Today, 5/22, I hadn't even looked at weather. Church, then reload and depart for a gig in Birmingham about 90 minutes away. When I was barely outside of Huntsville, I found myself facing a long wall cloud with a pronounced inflow tube from the north. Couldn't believe it, so I whipped out the phone and clicked PKL3. Yep, big cell with two white hail markers in place. As I drove west on I-565 toward it, the wall cloud cleaved; the southern part became a shelf and the northern became a lowered bowl shape. At this point I switched to velocity on PKL3 and spotted the rotation right in my path, so I pulled over. One minute later a tor warning was issued for the cell. My GPS on PKL3 showed me to be right in the hook, so I stayed my ground and the wall 'globe' went just north of me, pulling up scud but not rotating visibly. EDIT: forgot to add that as the wall cloud approached, ground level inflow was from the SSE at about 40mph; after it passed, what passed for a wet RFD came from WNW at 35-40mph with a couple higher gusts.

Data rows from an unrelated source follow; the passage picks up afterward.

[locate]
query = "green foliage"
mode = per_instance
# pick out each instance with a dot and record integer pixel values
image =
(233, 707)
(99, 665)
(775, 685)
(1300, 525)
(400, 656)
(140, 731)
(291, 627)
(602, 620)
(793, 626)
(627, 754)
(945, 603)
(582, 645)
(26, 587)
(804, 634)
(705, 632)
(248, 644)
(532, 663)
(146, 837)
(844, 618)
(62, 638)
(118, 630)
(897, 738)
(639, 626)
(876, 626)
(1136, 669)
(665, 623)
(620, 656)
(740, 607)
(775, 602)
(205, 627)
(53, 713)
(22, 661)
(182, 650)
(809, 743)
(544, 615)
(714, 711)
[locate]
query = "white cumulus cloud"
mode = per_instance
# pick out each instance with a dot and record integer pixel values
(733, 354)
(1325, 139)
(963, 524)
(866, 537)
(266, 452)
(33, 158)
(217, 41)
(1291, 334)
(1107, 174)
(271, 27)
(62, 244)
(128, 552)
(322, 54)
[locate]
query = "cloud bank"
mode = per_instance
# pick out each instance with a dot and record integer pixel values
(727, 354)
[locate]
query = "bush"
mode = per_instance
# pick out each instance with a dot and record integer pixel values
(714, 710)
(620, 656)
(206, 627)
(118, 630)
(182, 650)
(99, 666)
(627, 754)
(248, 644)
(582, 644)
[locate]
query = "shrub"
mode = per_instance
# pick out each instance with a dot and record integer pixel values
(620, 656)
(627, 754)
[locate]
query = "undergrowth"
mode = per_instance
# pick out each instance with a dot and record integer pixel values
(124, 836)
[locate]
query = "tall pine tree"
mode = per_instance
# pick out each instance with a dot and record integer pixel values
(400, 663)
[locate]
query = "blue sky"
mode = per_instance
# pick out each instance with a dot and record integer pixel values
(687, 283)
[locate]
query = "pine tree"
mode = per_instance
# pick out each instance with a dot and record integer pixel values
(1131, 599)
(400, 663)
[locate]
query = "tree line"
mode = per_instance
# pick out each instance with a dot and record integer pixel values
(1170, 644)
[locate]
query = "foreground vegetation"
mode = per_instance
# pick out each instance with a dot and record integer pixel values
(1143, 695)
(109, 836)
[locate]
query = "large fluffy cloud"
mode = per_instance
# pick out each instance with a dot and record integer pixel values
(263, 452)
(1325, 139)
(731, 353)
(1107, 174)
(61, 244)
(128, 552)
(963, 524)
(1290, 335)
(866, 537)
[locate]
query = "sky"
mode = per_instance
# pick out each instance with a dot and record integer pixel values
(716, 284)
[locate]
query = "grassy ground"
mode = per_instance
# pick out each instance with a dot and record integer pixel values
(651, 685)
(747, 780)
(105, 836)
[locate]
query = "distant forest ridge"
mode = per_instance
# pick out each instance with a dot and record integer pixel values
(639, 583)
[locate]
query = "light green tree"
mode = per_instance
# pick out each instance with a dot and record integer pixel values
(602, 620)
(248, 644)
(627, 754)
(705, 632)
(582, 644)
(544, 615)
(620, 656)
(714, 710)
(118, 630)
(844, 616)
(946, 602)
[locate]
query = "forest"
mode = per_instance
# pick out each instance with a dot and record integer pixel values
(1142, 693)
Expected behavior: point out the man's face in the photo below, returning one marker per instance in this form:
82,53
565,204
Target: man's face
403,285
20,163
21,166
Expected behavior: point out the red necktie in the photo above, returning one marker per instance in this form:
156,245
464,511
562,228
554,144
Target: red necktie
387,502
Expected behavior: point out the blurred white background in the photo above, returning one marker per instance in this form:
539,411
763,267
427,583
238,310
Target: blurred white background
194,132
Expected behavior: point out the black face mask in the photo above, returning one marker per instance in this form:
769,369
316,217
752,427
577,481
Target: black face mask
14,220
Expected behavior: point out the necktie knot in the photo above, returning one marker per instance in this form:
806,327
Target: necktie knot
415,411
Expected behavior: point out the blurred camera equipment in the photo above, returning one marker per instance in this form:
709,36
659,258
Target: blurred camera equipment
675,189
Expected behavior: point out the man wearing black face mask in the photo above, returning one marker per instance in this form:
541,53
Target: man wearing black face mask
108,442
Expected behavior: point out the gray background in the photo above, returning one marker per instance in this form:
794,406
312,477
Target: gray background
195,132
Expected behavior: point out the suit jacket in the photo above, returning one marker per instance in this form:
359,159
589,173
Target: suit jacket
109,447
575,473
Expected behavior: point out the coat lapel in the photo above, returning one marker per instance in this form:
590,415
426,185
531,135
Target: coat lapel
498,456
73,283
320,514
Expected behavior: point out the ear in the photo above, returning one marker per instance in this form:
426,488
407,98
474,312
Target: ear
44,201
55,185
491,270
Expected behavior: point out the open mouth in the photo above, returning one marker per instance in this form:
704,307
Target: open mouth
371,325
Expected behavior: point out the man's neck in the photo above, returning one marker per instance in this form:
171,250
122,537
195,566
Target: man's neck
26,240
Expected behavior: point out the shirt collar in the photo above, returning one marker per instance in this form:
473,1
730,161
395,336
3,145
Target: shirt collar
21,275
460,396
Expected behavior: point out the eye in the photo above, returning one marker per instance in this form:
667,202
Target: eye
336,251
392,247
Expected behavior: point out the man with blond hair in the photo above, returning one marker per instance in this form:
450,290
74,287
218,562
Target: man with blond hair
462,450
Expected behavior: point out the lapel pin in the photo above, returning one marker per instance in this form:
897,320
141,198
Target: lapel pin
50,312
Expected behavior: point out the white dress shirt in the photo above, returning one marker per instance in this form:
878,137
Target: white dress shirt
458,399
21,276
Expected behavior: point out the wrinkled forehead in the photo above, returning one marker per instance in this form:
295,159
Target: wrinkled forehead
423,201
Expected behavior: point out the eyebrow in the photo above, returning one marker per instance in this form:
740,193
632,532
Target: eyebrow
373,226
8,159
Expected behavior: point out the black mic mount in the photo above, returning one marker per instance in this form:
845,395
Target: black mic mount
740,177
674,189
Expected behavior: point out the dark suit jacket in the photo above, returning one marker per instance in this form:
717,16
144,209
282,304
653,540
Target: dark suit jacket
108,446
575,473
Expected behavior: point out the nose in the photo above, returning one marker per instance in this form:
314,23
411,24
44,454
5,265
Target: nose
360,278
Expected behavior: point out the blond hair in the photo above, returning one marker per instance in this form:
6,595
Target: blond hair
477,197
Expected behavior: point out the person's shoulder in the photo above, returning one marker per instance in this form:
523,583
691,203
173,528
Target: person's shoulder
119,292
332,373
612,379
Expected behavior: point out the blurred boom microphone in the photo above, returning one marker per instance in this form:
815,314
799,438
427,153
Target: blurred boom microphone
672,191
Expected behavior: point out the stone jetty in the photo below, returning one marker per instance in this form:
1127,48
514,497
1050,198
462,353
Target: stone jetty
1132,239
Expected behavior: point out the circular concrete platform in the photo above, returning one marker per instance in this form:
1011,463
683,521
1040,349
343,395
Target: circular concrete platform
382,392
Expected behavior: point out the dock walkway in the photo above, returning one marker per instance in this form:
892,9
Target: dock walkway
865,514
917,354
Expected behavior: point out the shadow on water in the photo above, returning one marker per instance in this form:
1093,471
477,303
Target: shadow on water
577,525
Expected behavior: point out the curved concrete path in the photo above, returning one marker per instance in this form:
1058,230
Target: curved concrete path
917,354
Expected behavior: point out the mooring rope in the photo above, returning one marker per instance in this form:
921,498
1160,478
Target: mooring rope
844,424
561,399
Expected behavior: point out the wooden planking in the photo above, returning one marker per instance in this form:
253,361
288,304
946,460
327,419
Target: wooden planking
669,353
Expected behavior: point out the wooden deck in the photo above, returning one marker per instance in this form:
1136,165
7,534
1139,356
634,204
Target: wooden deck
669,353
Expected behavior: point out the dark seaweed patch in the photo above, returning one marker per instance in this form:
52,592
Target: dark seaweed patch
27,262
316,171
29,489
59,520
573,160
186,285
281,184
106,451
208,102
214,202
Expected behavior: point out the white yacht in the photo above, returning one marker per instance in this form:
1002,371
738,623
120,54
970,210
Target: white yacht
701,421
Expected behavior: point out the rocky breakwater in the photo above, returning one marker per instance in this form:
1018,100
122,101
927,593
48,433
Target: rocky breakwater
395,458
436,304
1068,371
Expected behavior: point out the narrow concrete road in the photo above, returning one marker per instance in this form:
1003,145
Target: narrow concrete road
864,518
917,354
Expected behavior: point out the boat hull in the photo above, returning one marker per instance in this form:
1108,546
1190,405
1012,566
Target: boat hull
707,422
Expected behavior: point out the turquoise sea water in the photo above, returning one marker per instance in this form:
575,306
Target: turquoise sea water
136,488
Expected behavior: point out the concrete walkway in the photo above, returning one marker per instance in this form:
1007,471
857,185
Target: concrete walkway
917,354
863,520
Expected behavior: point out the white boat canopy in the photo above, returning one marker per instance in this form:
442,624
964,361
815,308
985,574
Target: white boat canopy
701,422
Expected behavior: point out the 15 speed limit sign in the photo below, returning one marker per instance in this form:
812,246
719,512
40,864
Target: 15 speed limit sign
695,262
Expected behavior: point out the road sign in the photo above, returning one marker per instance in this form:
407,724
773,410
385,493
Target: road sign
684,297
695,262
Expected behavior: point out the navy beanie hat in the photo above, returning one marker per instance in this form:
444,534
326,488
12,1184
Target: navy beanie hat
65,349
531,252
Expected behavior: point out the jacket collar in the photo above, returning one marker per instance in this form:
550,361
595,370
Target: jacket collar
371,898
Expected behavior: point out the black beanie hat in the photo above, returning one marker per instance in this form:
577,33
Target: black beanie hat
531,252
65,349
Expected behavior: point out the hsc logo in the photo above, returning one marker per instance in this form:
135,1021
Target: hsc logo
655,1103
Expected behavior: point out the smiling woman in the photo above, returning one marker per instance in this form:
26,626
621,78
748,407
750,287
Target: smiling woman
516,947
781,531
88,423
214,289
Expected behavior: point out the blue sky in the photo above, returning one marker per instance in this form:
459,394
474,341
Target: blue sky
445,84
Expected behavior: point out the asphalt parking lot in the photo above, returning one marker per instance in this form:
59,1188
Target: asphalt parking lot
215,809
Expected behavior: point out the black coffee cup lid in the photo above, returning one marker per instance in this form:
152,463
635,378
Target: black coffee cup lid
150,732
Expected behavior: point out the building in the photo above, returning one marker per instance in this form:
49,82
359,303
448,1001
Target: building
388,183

Frustratingly, neither my camera nor video cam in the phone would operate. Both put up a 'searching for location' tab that I've never seen before, so I got no images of this encounter. But it was fun, and it got a good start on my being late for the gig. The coup de gras in that arena was having to go to one lane on I-65 south due to April 27 debris clean up in Cullman County.
Hang in there, man--it's just a matter of when, not if.
PS--Sorry for hijacking your thread for my 'report.' It's too insignificant to place in one of the threads involving the serious situations in the Plains and upper Midwest, but I didn't know where else to put it, other than Joe's PKL3 thread.